For I will restore health to you, and your wounds I will heal, declares the LORD.”
Jeremiah 30:15-17
“I will heal their apostasy; I will love them freely, for my anger has turned from them. I will be like the dew to Israel; he shall blossom like the lily; he shall take root like the trees of Lebanon…They shall return and dwell beneath my shadow; they shall flourish like the grain; they shall blossom like the vine; their fame shall be like the wine of Lebanon.”
Hosea 14:4-7
“In that day I will raise up the booth of David that is fallen and repair its breaches, and raise up its ruins, and rebuild it as in the days of old…I will restore the fortunes of my people Israel, and they shall rebuild the ruined cities and inhabit them; they shall plant vineyards and drink their wine, and they shall make gardens and eat their fruit.”
Amos 9:11,14
“I will restore the fortunes of Judah and the fortunes of Israel, and rebuild them as they were at first. I will cleanse them from all the guilt of their sin against me, and I will forgive all the guilt of their sin and rebellion against me. And this city shall be to me a name of joy, a praise and a glory before all the nations of the earth who shall hear of all the good that I do for them. They shall fear and tremble because of all the good and all the prosperity I provide for it.”
Jeremiah 33:7-9
In these verses, we see the promises of God woven into words of a time of great trouble. In Hosea 2:15, the Lord declares that He will make the Valley of Achor, which means the Valley of Trouble, a door of hope. This is how powerful and faithful our God is. Trouble is not the end of our story. Hope is.

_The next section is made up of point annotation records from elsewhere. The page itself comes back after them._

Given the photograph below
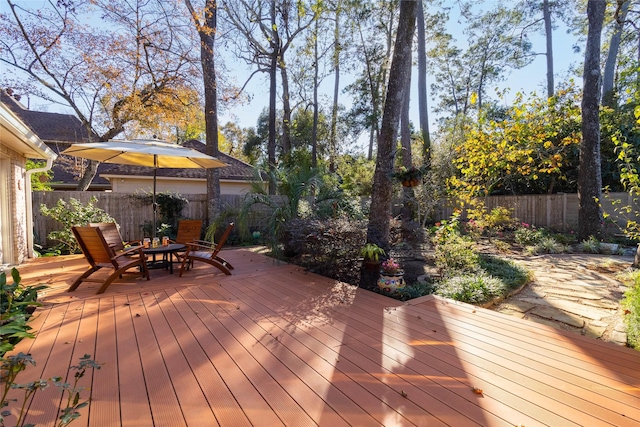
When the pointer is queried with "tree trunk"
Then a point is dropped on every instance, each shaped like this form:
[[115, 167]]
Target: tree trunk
[[548, 31], [407, 158], [333, 137], [207, 32], [286, 110], [378, 228], [590, 218], [422, 87], [608, 77], [314, 131], [271, 145], [88, 175]]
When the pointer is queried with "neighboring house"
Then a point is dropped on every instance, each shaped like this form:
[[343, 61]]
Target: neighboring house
[[236, 178], [59, 131], [18, 143]]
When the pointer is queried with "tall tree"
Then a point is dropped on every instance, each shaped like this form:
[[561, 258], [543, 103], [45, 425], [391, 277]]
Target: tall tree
[[590, 217], [423, 111], [134, 74], [265, 33], [608, 77], [375, 26], [206, 24], [379, 226], [548, 34]]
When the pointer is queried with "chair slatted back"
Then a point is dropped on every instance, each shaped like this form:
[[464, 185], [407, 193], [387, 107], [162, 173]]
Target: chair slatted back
[[111, 234], [222, 240], [94, 246], [189, 230]]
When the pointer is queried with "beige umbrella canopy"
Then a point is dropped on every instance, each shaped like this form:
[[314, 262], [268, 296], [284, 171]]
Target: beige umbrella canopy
[[145, 152]]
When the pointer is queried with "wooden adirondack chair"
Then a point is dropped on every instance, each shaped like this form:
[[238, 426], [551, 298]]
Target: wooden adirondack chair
[[112, 235], [100, 255], [207, 252]]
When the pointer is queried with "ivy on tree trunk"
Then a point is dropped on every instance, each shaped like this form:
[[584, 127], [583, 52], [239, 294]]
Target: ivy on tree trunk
[[590, 218]]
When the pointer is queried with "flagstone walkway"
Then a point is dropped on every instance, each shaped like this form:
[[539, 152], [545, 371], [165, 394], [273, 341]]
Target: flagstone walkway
[[574, 292]]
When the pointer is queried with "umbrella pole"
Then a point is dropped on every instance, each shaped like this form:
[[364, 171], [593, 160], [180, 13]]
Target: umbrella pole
[[155, 205]]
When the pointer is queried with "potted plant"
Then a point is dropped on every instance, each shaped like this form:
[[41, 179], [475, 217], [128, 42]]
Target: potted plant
[[371, 254], [409, 177], [391, 276]]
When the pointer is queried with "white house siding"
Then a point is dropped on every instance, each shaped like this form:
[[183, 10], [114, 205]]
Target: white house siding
[[13, 214], [181, 186]]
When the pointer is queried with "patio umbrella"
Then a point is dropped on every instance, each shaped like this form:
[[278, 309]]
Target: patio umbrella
[[145, 152]]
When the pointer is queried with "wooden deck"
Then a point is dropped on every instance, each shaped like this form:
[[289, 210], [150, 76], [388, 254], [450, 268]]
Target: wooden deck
[[273, 345]]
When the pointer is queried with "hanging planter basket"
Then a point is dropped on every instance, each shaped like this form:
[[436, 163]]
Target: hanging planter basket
[[391, 283], [410, 182]]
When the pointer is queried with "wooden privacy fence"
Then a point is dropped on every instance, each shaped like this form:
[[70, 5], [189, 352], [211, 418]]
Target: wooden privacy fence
[[130, 211], [557, 211]]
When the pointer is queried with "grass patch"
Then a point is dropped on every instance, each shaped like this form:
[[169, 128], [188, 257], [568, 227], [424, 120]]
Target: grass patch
[[631, 303]]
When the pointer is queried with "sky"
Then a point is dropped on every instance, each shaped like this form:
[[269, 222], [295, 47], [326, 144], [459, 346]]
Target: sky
[[529, 79]]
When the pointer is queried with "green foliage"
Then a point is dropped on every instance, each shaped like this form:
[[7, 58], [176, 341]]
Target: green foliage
[[330, 247], [16, 304], [528, 235], [512, 274], [171, 205], [590, 246], [631, 304], [13, 365], [494, 279], [476, 288], [442, 230], [356, 173], [72, 214], [456, 253], [531, 149], [547, 245], [306, 193], [498, 219], [372, 252], [39, 180]]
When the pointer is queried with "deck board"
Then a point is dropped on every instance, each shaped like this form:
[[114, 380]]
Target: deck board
[[275, 345]]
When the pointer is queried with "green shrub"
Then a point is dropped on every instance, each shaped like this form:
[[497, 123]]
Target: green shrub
[[549, 245], [456, 253], [528, 235], [13, 365], [476, 288], [631, 304], [329, 247], [16, 305], [512, 274], [590, 246], [72, 214]]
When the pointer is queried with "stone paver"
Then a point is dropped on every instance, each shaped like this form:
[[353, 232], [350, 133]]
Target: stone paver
[[575, 292]]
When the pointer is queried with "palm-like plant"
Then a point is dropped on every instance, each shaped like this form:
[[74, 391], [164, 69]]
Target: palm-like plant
[[294, 184]]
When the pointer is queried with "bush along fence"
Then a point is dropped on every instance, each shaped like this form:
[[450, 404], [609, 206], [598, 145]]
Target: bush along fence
[[134, 212]]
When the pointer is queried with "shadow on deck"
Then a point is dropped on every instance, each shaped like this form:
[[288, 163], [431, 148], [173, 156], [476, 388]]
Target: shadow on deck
[[275, 345]]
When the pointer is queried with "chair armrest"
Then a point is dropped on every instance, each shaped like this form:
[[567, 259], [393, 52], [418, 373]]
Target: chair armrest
[[200, 244], [136, 250]]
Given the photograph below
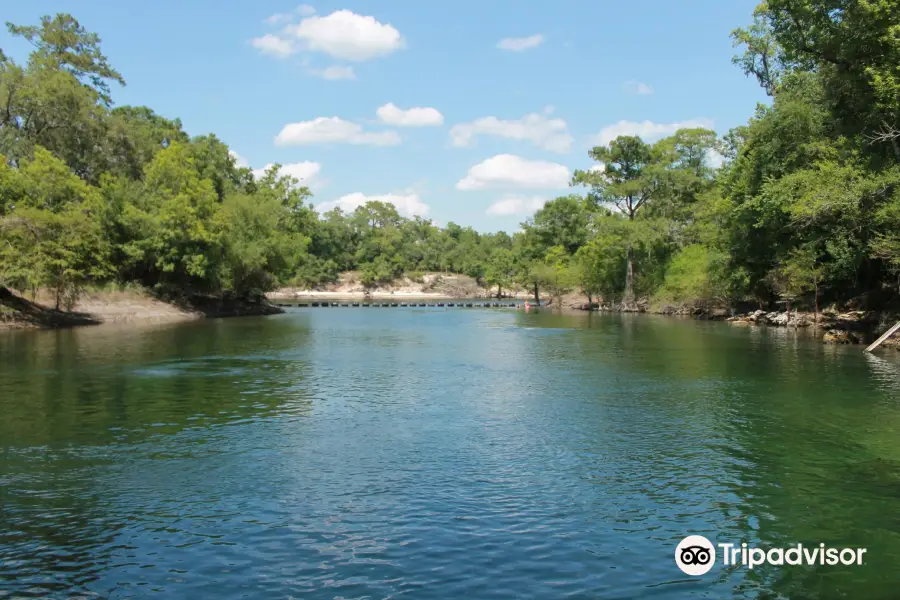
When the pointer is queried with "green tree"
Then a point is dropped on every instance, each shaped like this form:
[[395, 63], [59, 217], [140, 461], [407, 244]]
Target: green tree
[[629, 176]]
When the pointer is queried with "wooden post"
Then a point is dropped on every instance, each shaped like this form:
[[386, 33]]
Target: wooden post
[[887, 334]]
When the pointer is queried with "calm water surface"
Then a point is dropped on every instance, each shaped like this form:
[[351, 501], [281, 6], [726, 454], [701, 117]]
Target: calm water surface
[[424, 453]]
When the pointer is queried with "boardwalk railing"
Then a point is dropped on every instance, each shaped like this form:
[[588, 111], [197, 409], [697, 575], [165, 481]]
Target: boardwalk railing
[[402, 304], [886, 335]]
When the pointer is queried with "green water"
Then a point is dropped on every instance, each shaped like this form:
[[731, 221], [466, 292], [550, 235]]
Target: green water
[[431, 453]]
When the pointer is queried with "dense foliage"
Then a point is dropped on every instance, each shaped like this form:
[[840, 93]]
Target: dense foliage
[[805, 204]]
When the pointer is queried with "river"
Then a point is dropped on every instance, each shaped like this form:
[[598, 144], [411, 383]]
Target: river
[[431, 453]]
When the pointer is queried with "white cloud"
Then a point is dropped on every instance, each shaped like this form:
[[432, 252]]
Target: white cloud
[[335, 73], [516, 205], [646, 130], [638, 87], [408, 203], [521, 44], [346, 35], [304, 171], [412, 117], [273, 45], [550, 134], [507, 170], [325, 130]]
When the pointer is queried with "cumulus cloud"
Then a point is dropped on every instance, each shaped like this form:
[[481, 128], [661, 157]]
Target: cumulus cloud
[[335, 73], [417, 116], [273, 45], [638, 87], [521, 44], [408, 203], [541, 131], [346, 35], [646, 130], [516, 205], [329, 130], [305, 171], [507, 170]]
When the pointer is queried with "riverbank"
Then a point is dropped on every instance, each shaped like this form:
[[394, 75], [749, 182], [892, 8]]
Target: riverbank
[[425, 286], [97, 307], [831, 325]]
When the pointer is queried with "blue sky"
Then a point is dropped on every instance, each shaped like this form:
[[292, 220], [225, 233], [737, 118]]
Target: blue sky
[[511, 94]]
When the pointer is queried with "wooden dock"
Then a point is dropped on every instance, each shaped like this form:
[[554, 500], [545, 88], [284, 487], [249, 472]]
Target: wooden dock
[[326, 303], [886, 335]]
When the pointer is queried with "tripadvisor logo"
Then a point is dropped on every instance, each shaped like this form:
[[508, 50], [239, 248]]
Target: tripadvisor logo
[[695, 555]]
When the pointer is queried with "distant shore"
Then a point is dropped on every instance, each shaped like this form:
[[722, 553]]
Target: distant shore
[[118, 307]]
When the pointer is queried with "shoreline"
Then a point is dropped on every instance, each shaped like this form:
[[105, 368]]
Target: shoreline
[[124, 307]]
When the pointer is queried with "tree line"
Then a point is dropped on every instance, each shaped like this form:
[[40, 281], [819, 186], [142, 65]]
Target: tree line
[[802, 203]]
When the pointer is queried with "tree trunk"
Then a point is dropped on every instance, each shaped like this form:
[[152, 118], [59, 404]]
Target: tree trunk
[[816, 322], [629, 277]]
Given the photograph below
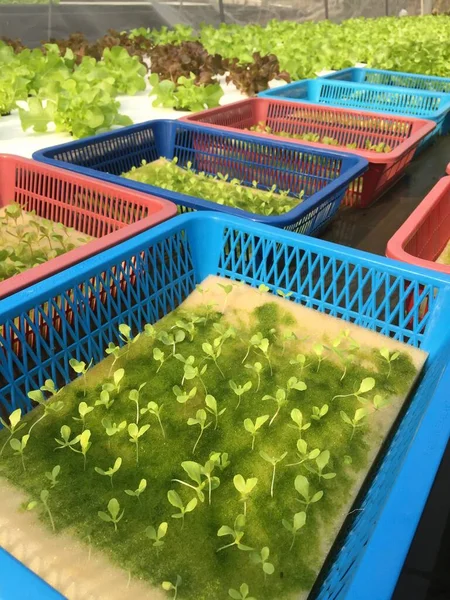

Whatever the apparent cause of our situation—poor decisions; consequences of others’ sin or our own; effects of this world marred by sickness, death, and pain—know that our God is ultimately in control of it all, none of it surprises Him, and He is being faithful in the midst of our trouble. It is the trouble itself which He is able to make into a door of hope for us. He will use this difficulty for our good, for our hope, and for His glory.
Our God will heal. He will restore. He will bring back. He will rebuild. He will strengthen. And He is perfecting us through it all, bolstering our faith in who He is and what He has said He will do.
“Though the fig tree should not blossom,
nor fruit be on the vines,
the produce of the olive fail
and the fields yield no food,
the flock be cut off from the fold
and there be no herd in the stalls,
yet I will rejoice in the LORD;
I will take joy in the God of my salvation.
GOD, the Lord, is my strength;
he makes my feet like the deer’s
he makes me tread on my high places.”